Attempting to convert back to string leads to:

julia> String(sy4)
"der(T)"
julia> String(sy5)
MethodError: Cannot `convert` an object of type Expr to an object of type String
This may have arisen from a call to the constructor String(...),
since type constructors fall back to convert methods.

Stacktrace:
 [1] String(::Expr) at .\sysimg.jl:77
 [2] include_string(::String, ::String) at .\loading.jl:522

Anyone knows the system/rationale here?


#7

The quoting syntax :( ... ) returns objects of various types.

Both :a and :(a) return the symbol :a.

:(1) returns an Int with value 1.

:(der(T)) returns an expression, an object of type Expr.

julia> dump(:(der(T)))
Expr
  head: Symbol call
  args: Array{Any}((2,))
    1: Symbol der
    2: Symbol T
  typ: Any

These are exactly the objects that Julia returns when parsing code into a syntax tree.

This

julia> sy4 = Symbol("der(T)")
Symbol("der(T)")

creates a Symbol. Julia displays all objects as strings in such a way that they can be reconstructed by parsing and evaluating. But, :(der(T)) gives an expression rather than a symbol. So Julia displays this Symbol as Symbol("der(T)").

Finally, you can convert an expression to a string:

julia> string(:(der(T)))
"der(T)"

Note this example uses string rather than String.


#8

Thanks… the distinction between Symbols and :(...) remains somewhat obscure to me… The following two statements lead to different objects:

julia> Symbol("der(T)")
Symbol("der(T)")
julia> :(der(T))
:(der(T))

Both of them are valid Dict keys, but none of them are typeset as table headings in IJulia using the df_from_dicts() function.
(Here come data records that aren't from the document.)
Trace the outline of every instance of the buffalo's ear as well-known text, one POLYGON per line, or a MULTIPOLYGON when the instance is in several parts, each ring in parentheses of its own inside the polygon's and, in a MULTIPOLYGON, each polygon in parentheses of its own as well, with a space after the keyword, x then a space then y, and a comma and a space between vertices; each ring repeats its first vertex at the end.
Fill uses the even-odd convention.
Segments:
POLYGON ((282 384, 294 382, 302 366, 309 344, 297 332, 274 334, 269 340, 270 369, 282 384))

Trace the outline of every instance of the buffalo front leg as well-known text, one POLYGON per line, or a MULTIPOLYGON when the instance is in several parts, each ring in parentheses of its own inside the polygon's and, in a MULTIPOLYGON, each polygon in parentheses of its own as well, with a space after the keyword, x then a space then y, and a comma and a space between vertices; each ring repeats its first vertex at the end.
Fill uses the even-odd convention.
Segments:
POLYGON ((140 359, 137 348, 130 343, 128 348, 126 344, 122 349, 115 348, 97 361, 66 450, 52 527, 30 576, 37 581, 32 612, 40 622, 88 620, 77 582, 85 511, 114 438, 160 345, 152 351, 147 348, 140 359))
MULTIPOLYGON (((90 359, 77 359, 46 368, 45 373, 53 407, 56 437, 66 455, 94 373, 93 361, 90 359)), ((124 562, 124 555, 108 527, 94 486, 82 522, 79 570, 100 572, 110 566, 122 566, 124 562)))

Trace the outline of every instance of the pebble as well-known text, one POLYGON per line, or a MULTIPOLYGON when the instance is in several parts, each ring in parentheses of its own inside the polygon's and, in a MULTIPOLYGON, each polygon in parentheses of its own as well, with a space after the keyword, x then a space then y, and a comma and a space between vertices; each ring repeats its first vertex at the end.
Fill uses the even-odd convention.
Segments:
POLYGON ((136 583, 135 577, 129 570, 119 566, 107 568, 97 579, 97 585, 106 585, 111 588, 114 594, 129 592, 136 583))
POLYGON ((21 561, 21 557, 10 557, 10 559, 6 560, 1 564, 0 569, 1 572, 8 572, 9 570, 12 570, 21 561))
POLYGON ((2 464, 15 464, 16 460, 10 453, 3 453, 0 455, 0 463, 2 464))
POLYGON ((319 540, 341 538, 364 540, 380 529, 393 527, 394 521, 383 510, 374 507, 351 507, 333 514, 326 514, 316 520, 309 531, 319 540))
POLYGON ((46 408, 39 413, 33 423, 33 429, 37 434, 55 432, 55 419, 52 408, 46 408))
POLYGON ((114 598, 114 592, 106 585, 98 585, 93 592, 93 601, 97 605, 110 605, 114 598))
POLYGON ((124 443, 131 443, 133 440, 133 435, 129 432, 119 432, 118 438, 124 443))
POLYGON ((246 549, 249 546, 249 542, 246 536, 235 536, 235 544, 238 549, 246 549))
However, simpler :(...) objects are typeset as a table heading…


#9

Yes, it takes a little bit of study. Maybe the best place to start is the “Metaprogramming” section of the Julia manual. In particular, it says

The : character has two syntactic purposes in Julia.The first form creates a Symbol, an interned string used as one building-block of expressions.

This does not seem quite correct to me. The two purposes are really almost the same. For example :a and :(a) both return the Symbol a. And :1 and :(1) both return the integer 1. It’s just that, if an expression is complicated enough, it must be enclosed in parens in order to be parsed correctly.

Any object can be a Dict key in Julia. But only Symbols are allowed as the names of columns in DataFrames.

A couple of years ago, IIUC, column names were required to be valid identifiers. Apparently its possible to use any symbol now.

If you want to be sure you are constructing a Symbol and not an expression, use Symbol("..."). For example Symbol("a") and Symbol("1") return Symbols, in contrast to the the examples using : above.


#10

Thanks for tips. OK – so column names in DataFrames are symbols, then, thus Symbol("der(T)") should work, while :(der(T)) may not work.